12/10/19

O PUNHAL DOS CORCUNDAS Nº 32 (III)

(continuação da II parte)


Sentença dos Juízes de facto de Coimbra, que vem na folha 45 do Processo

(Importa que eu renda as devidas graças ao Bacharel Zacharias Alves Faia, Advogado nos Auditórios de Coimbra, que fugindo ou esquivando-se outros de fazerem papel em uma causa, que tratada legalmente os privaria de mercês e graças do Patriarca dos rebeldes, por isso mesmo, como verdadeiro Cristão e bom Realista que é, aceitou gostosamente o encargo de me defender.)

O Conselho dos Juízes de Facto, consultando a convicção de sua consciência, entende que o impresso acusado não contém o abuso de que é arguido, nem o acusado é criminoso. Coimbra 11 de Setembro de 1822. - Alexandre Dias Pessoa - Pedro Paulo de Figueiredo da Cunha e Melo - António Honorato de Faria e Moura - António de Vasconcellos e Sousa - João Pedro Corrêa de Campos - António Joaquim Bajona - António da Cunha e Sousa - Manuel Dias de Sousa - Agostinho José Pinto de Almeida - Nicolau Soares Barbosa - Bento Joaquim de Lemos.

À vista da declaração dos Juízes de Facto, julgo ao réu inocente da denúncia contra ele dada, e não incurso na lei da Liberdade da Imprensa: pelo que mando que se lhe relaxe o sequestro, e que o mesmo réu goze da sua liberdade. Coimbra 11 de Setembro de 1822 - Pedro Henriques de Castro.

Passemos aos escritos mais notáveis sobre a minha causa - Apenas o Redactor da Gazeta Universal foi inteirado da denúncia, publicou o que se pode ver na Gazeta Universal Nº82.

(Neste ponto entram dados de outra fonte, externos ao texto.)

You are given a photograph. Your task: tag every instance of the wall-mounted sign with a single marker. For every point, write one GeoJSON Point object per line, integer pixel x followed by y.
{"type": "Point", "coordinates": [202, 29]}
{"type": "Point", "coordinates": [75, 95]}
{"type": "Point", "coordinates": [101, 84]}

Seguiu-se em Coimbra o meu oficialíssimo defensor o Reverendíssimo Padre Mestre Doutor Fr. João Huet, Cronista Mór do Reino, e Lente Substituto de Teologia na Universidade, que tratou os meus negócios, talvez com maior desvelo de que se fossem próprios, e que prescindindo generosamente de se indispor com esses Mandões, perante os quais ficaria apontado como inimigo do sistema, ou fautor dos Realistas e do Catolicismo, e por isso incapaz de exercer lugares públicos, fez tirar a lume cem exemplares de uma defesa que apresentou aos Juízes de Facto, e é a seguinte.

Defesa da Acusação feita no Tribunal dos Jurados contra o Doutor Fr. Fortunato de S. Boaventura, oferecida por um seu amigo aos Srs. Juizes de Facto da Comarca de Coimbra.

São dois os periodos do Artigo Maço Férreo Antimaçónico da Gazeta Universal N.º67, denunciaados no Tribunal dos Jurados da Cidade de Lisboa, como puníveis pela lei da Liberdade da Imprensa, e inclusos na primeira e terceira especie do artigo 12 da mesma lei por conterem excitamento directo à sedição, e ataque ao Sistema Constitucional; julgando-se procedente a denúncia pelos Juizes de Facto.

O primeiro diz: - Ah! Constituição, Constituição! Quantos malévolos, e quantos ímpios se cobrem com o teu respeitável nome, para fazerem  mais declarada guerra ao Catolicismo, e para levarem ao cabo os laminados fins dessa hidrópica sede de ouro, que os atormenta!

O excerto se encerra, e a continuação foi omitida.